Stephanie touched her curtains. “Do you believe that?”
Jess turned to face her. “Even if it were true, there are so many people who don’t think so that your life would be pretty hard either way, I guess.”
Their faces were mere inches apart, and Jess leaned slightly toward her, drawn as if by a magnetic pull, wanting her lips again. But she stopped herself, unable to handle the consequences of anything more happening, feeling the ache of her restraint and self-denial.
“Here.” Stephanie backed away and reached inside her purse, which was more like a small backpack. She handed Jess a Bible. “Take a look.”
They sat down on the floor, their backs up against the bed. Stephanie opened it to a specific page where she’d highlighted several passages. It was Leviticus.
“Oh. Dad’s favorite,” Jess muttered. Not Leviticus. Again.
“Have you read it?” Stephanie asked.
“I’m a preacher’s daughter,” Jess said. “The last thing I wanna do is read a Bible.”
They laughed.
“Course
not.” Stephanie smiled, flipping to a specific part of the passage.
“I know what it says,” Jess groaned. “‘A man shall not lie with another man.

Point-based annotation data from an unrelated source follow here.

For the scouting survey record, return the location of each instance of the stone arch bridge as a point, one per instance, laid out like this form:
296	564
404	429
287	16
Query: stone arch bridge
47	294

It is an abomination.’ Blah, blah.”
“Have you read any more of it?”
Jess couldn’t recall.
“Read on,” Stephanie urged. “Go on.” She seemed determined, mysterious.
“You shall not sow your field with two kinds of seed,” Jess read. “‘You shall not round off the hair on your temples or mar the edges of your beard…’” She looked up at Stephanie quizzically. “What the hell?”
“Go on.”
Jess continued reading: “‘If a man commits adultery, he shall be put to death!’” Jess fell back against the bed. “You gotta be kiddin’ me.” She read more, then looked up at her. “If a woman is on her period, everything she sits on or touches will be unclean? They can kiss my ass!” She laughed, and Stephanie joined her, whooping laughter where they could hardly catch their breath. When things calmed down, Jess said, “It’s a man’s book, isn’t it? All the stuff about havin’ sex with slaves, and who’s pure and who isn’t…” She understood what Stephanie wanted her to see. “So we’re cherry-pickin’,” she said.
“You ever wonder why he doesn’t ever say all this?” Stephanie asked.
“He’d probably say the other stuff is outdated.”
“Who decides what’s outdated?” Stephanie arched an eyebrow. “When I was in Nashville, I hung out with a group who questioned everything. Some but not all said they were atheists. They showed me things like this.” Seeing Jess’s face, she added, “You might agree with the Bible or most of it, but anyone with a brain should at least wonder about which parts get followed and which don’t.” She took back the Bible and started to close it.
“Wait! Can I keep it?”
“Sure,” Stephanie said, handing it over.
Jess took out a pen from her nightstand drawer. “You mind?”
Stephanie smiled. “It’s yours now.”
Jess drew red x’s at the tops of the highlighted pages. She read aloud in disbelief, occasionally pausing in exasperation. It was like being given the keys to a secret world. “I can’t remember the last time somebody around here got stoned to death for havin’ an affair.”